Define all class data for Checkbook Manager program

Objective: Define the class data for all the classes of your Checkbook Manager program.

Scoring

This exercise is not scored. It's an opportunity for you to check your understanding of the material covered in the preceding lesson. When you are finished, click the Submit button to view the suggested results.

Instructions

In a previous lesson, we identified the following real-world entities that are involved in managing a checkbook: account, checking account, savings account, CD, money market account, credit card, charge card, Visa, MasterCard, American Express, Discover, stock, bond, social security number, money, check, ATM card, budget, mutual fund, bank, loan, mortgage, checkbook, ledger, cash. Since then, you narrowed the list to CheckingAccount, Check, Deposit, and Bank. You improved the design of Check by creating classes called Money and Date to hold attributes of Check. (It is not uncommon to discover additional classes you need at later stages of modeling.)
Draw class diagrams for these six classes (CheckingAccount, Check, Deposit, Bank, Money, and Date) and any others you feel belong in the system. The diagrams should indicate the names of the classes, the names of the attributes, and the types of each attribute. When an attribute is an instance of another class, draw a line to that class. You may prefer to create separate detailed diagrams for each class and an overview diagram for the relationships.

Hints

The following three classes should be included in your project, but we've spelled them out for you because you probably wouldn't come up with them with unless you are familiar with object-oriented design.
Your project should include a Bank class that represents any institution where an account is stored and a CheckList class and a DepositList class that hold lists of checks and deposits respectively.

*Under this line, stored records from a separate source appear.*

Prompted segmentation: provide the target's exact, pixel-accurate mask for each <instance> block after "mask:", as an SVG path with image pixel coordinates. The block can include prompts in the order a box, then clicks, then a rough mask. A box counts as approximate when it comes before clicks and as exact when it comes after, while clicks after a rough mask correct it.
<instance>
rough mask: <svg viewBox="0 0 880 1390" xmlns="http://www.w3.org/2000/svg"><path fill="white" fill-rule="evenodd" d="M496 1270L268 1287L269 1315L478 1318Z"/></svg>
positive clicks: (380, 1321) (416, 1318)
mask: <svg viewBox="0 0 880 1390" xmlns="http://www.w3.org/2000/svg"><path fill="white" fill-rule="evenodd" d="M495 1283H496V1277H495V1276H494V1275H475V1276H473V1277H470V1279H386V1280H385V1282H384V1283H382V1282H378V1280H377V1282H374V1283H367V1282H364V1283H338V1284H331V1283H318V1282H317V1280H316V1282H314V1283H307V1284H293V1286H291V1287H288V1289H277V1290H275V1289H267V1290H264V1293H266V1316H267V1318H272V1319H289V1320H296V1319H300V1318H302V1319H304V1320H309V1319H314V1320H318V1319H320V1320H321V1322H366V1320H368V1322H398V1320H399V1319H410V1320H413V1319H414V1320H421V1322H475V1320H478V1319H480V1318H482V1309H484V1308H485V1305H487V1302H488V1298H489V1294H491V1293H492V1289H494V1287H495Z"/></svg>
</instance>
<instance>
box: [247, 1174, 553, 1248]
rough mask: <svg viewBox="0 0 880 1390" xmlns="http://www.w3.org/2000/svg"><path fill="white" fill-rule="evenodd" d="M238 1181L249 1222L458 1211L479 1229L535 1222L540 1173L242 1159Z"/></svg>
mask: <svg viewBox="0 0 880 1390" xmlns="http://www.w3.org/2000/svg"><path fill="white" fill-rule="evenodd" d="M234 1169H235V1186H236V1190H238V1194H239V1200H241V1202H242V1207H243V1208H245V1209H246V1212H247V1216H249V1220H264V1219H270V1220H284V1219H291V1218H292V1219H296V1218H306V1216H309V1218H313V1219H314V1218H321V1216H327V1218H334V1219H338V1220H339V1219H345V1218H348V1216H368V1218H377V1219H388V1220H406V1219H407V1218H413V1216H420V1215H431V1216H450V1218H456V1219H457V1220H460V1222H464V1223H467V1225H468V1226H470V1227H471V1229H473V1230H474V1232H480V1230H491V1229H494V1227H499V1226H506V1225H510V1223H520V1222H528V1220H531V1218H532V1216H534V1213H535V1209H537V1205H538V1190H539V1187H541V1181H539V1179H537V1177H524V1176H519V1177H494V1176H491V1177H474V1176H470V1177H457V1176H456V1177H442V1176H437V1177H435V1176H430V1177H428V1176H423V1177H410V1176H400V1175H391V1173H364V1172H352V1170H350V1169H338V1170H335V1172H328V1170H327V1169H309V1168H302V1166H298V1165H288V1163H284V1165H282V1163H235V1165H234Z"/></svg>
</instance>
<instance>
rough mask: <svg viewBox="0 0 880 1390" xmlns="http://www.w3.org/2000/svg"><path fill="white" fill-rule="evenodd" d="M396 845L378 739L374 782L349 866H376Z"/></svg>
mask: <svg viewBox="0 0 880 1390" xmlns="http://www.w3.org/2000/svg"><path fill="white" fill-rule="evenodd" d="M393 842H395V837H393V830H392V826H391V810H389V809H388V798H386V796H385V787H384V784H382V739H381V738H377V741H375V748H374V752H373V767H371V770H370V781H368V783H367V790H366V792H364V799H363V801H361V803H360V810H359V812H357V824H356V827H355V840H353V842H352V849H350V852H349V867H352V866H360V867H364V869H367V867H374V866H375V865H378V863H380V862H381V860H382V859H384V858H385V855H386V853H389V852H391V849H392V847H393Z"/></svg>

The Money class is simple, just two integer attributes:
Money
dollars: Integer
cents: Integer

We represent a bank by a name, a phone number, and an address, all three stored as strings.
Bank
name: String
address: String
phone: String

Recall that although we speak of a phone number, no arithmetic is ever performed on it, and it may contain punctuation, spaces, and alphabetic characters as well as digits: for example, (800) JKL-BANK. Therefore, a phone number is really a string data type, not a number.
Next come the list classes. Note that I do not specify any algorithm for storing the list at this point.

CheckList
checks: Check[]

DepositList
deposits: Deposit[]

The list might be a growable array, a linked list, a hash table, or something else. Implementation details can wait for a later time. On the other hand, you do need some means of indicating a list, so I've adopted the convention of using array brackets, [].